The FCC has announced that, as of October 1, commercial broadcasters will be able to file their 2013 biennial Ownership Reports (FCC Form 323). These reports are technically not due until December 2. Still, we should all bear in mind that
(a) ALL attributable interest holders in ALL commercial licensees must file biennial reports, which means that the load on CDBS will increase substantially (yes, you have to use CDBS; no paper filings will be accepted); (b) December 2 happens to fall shortly after the Thanksgiving holiday and shortly before the big and often distracting year end holidays (Christmas, Hanukkah, Kwanzaa, New Year’s); and (c) a number of licensees will also be having to file renewal applications on or before December 2. All of those are pretty good reasons to get ahead of the curve and file your 323’s sooner rather than later
The information to be reported must reflect things as of October 1, 2013. In other words, even if a station changes hands or new officers, directors, shareholders or other attributable interest holders are brought into the mix between October 1 and when you end up filing the Ownership Report, your biennial report must show the station’s ownership as it was as of October 1.
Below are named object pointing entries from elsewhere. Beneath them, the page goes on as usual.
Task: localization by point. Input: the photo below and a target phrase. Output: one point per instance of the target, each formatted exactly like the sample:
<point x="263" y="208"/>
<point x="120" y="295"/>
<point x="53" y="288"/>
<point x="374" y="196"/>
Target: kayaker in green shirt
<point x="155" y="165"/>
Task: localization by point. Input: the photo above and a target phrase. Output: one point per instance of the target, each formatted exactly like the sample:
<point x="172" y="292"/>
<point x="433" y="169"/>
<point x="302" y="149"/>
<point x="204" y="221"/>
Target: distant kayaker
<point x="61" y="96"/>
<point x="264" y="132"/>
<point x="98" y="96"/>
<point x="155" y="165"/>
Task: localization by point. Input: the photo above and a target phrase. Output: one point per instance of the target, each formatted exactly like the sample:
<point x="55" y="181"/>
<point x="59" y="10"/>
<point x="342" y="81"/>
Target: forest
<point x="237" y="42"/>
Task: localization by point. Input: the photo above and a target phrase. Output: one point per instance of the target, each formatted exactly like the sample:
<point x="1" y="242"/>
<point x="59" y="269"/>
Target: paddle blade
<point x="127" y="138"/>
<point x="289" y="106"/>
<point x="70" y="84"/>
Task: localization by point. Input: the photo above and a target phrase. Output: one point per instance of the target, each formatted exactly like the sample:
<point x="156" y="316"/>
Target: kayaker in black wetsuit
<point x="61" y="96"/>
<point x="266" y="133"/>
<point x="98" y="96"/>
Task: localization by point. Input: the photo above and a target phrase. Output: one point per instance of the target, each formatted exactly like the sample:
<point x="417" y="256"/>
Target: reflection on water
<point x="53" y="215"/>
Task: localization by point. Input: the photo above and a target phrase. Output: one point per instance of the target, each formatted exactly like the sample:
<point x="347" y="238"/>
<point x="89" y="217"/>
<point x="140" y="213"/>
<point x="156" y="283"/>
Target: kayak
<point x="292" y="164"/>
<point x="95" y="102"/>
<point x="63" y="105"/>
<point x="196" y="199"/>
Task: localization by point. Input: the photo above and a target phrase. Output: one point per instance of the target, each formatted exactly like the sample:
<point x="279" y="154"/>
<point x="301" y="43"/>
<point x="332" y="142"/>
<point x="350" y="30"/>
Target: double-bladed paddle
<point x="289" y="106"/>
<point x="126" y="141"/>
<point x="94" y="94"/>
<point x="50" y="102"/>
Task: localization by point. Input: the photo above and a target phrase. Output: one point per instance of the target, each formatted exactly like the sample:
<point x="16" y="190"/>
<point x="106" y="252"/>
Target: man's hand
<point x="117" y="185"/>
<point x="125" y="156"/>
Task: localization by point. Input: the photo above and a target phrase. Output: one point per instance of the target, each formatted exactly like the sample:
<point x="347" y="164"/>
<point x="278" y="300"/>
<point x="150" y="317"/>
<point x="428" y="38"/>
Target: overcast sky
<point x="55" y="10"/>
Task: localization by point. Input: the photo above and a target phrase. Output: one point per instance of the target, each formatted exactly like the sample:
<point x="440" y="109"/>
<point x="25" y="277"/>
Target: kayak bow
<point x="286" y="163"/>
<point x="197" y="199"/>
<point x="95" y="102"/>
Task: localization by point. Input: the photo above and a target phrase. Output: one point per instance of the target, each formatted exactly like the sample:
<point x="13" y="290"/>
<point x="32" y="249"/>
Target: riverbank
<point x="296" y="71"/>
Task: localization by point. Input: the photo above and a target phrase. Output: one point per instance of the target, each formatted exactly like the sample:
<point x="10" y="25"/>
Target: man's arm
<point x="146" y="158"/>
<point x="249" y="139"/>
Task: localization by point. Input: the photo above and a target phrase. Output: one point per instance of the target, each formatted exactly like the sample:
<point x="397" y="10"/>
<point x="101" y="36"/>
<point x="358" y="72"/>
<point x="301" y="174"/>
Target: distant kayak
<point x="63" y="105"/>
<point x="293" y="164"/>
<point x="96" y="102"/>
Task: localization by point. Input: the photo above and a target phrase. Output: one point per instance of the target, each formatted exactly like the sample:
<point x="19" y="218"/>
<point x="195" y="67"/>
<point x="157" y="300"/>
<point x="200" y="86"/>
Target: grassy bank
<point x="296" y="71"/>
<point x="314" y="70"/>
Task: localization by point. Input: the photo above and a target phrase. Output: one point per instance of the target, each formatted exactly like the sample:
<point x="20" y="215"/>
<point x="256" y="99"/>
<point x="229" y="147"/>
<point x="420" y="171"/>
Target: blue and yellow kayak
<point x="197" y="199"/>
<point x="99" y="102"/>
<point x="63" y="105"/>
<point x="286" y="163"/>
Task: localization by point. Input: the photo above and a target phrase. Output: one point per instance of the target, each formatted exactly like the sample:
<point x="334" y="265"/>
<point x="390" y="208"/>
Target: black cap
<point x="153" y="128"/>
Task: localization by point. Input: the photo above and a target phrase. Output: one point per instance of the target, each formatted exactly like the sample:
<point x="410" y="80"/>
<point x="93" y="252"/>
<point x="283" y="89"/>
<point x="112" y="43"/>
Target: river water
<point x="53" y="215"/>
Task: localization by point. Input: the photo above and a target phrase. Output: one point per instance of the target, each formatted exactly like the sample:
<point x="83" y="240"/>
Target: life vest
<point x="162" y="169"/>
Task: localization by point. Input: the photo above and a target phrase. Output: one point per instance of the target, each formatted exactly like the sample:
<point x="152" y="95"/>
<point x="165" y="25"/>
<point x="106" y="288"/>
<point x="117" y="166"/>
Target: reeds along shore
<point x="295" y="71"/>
This year reporting parties will still be able to use Special Use FRNs (SUFRN). (If you’re fuzzy on the whole SUFRN thing, check out this earlier post on the topic.) While the instructions on current version of Form 323 are surprisingly silent about that option – in fact, the instructions say nothing at all about SUFRNs – the Commission has updated its online Form 323 FAQs to provide information on SUFRN use.
One quirk of the Form 323 which is not mentioned on the FAQ page does happen to pop up on a different FCC webpage titled “Most Common Form 323 Filing Errors”.
As has been the case in the past, the form is set up to recognize only whole numbers when it comes to voting interests. While the form itself does not appear to provide any instructions on this point, the FCC’s “Most Common Errors” webpage helpfully instructs that the “Biennial form will not accept decimal placements. Please round to the nearest whole number.” That page then refers the reader to the FAQ page for more information on how to report voting interests, but we were unable (at least as of September 28) to find any guidance there about how the rounding process is supposed to be done.
The issue of rounding is not inconsequential. Some licensees are structured so that one owner holds less – sometimes barely less – than 50% of the licensee precisely so that that owner does not wield “control” as it is conventionally measured (i.e., 50% or greater voting ownership). If that non-controlling owner happens to own a 49.9% interest, ordinary rounding would take that interest up to 50%, thereby ostensibly reflecting a controlling interest that she or he presumably does not in fact hold. Perhaps the Commission will update its FAQs (and the Form 323 itself) to clarify how it expects licensee to address this problem.